Na CCJ, da análise conjunta dos dois projetos concluiu-se pela rejeição do PLS 268/2003, e foi encaminhado relatório favorável à aprovação do projeto de lei PLS 025/2002, nos termos do seu Substitutivo. O documento foi encaminhado à Comissão de Assuntos Sociais (CAS) tendo como relatora a Senadora Lúcia Viana (PSDB/GO). Esta recebeu um ofício dos Presidentes dos Conselhos profissionais de biomédicos, de educação física, enfermeiros, farmacêuticos, fisioterapeutas, terapeutas ocupacionais, biólogos, fonoaudiólogos, nutricionistas, cirurgiões-dentistas, assistentes sociais, técnicos em radiologia e psicólogos, que encaminharam um abaixo-assinado de 500 mil assinaturas contra a lei do "ato médico"10.

Em 2004 surgiu a Frente Nacional Contra o PLS 25/2002, com representação das 13 profissões da área da saúde, em contraposição à Comissão Nacional em Defesa do PLS 25/2002 do CFM.

A relatora, em 2005, objetivando o consenso, realizou reuniões e fez o compromisso de que seriam realizadas audiências públicas para a discussão do projeto de lei, antes da votação na CAS, pois seriam nestas audiências que a sociedade civil poderia se manifestar10.

O projeto de Lei de regulamentação do Exercício da medicina foi aprovado na Comissão de Assuntos Sociais e no Senado por unanimidade dos parlamentares presentes. O texto elaborado após as discussões foi aprovado sem modificações. Seguindo o trâmite para aprovação da lei, o projeto foi encaminhado à Câmara dos Deputados, recebendo o número 7703/2006.

O Deputado Federal Edinho Bez (PMDB/SC), relator do projeto na Câmara, anunciou a entrega do relatório para o primeiro semestre de 2008.

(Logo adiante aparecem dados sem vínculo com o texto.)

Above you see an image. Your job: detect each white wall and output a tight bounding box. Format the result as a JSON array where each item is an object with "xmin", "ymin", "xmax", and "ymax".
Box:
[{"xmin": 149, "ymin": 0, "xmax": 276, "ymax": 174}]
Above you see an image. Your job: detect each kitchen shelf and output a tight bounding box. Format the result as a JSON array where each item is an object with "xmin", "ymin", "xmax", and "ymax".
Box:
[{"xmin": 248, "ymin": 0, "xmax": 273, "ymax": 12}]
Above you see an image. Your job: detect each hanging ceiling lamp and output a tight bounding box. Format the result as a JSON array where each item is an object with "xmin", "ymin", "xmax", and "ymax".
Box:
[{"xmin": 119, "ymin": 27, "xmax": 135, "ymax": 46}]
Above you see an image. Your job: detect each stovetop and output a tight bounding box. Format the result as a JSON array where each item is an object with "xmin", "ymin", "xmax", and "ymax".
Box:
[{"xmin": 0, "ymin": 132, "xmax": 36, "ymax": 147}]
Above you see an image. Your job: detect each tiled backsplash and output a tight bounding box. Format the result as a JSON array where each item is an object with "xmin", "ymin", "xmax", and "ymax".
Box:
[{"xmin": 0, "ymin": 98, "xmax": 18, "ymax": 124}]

Em 15/07/2009 o projeto encontrava-se na Comissão de Trabalho, de Administração e Serviço Público (CTASP), tendo o prazo de vista encerrado e a Deputada Federal Gorete Pereira (PL/CE) apresentado voto em separado, solicitando as seguintes alterações:

• do inciso I do art. 4º do substitutivo por entender que não pode se restringir o diagnóstico nosológico apenas aos médicos;
• do inciso III do art. 4º, para a retirada do termo "diagnósticos terapêuticos ou estéticos" para evitar restrição à atuação de outros profissionais de saúde;
• a inclusão do inciso X no § 5º do art. 4º para contemplar os procedimentos de acupuntura que não são exclusivos dos médicos;
• a supressão do inciso IX do art. 4º do substitutivo pois não seria razoável restringir a indicação do uso de órteses e prótese ao médico uma vez que esta área de atuação faz parte do campo dos terapeutas ocupacionais;
• inclusão do termo "médico" na parte final do inciso XI do art. 4º;
• inclusão, no § 2º do art. 4º que relaciona os diagnósticos que não são privativos do médico, do diagnóstico psicomotor, tendo em vista tratar-se de uma importante prática da fisioterapia e terapia ocupacional;
• retirar do inciso II do § 4º do art. 4º do substitutivo, o termo "punção" e a parte final do inciso compreendida na frase "com ou sem o uso de agentes químicos ou físicos" mais uma vez para evitar a restrição de atuação de outras áreas;
• exclusão do inciso III do § 4º do art. 4 considera procedimento invasivo a "invasão dos orifícios naturais do corpo, atingindo órgãos internos".

 

DISCUSSÃO

A polêmica em torno da definição do que seria o ato médico está principalmente relacionada ao fato de que o PL 25/02 Substitutivo dispõe sobre o que seriam atos privativos do médico como: a formulação do diagnóstico médico e a prescrição terapêutica das doenças respeitando o livre exercício das profissões de saúde nos termos de suas legislações específicas ("Art. 5º - O disposto nesta lei não se aplica ao exercício da Odontologia e da Medicina Veterinária, nem as outras profissões de saúde regulamentadas por lei, ressalvados os limites de atuação de cada uma delas."). Desta forma, parece respeitar as demais profissões, no entanto, não é esta interpretação predominante. Os contrários ao projeto argumentam que seria uma perda para as demais áreas da saúde os meios de diagnóstico ficarem exclusivamente nas mãos dos médicos5.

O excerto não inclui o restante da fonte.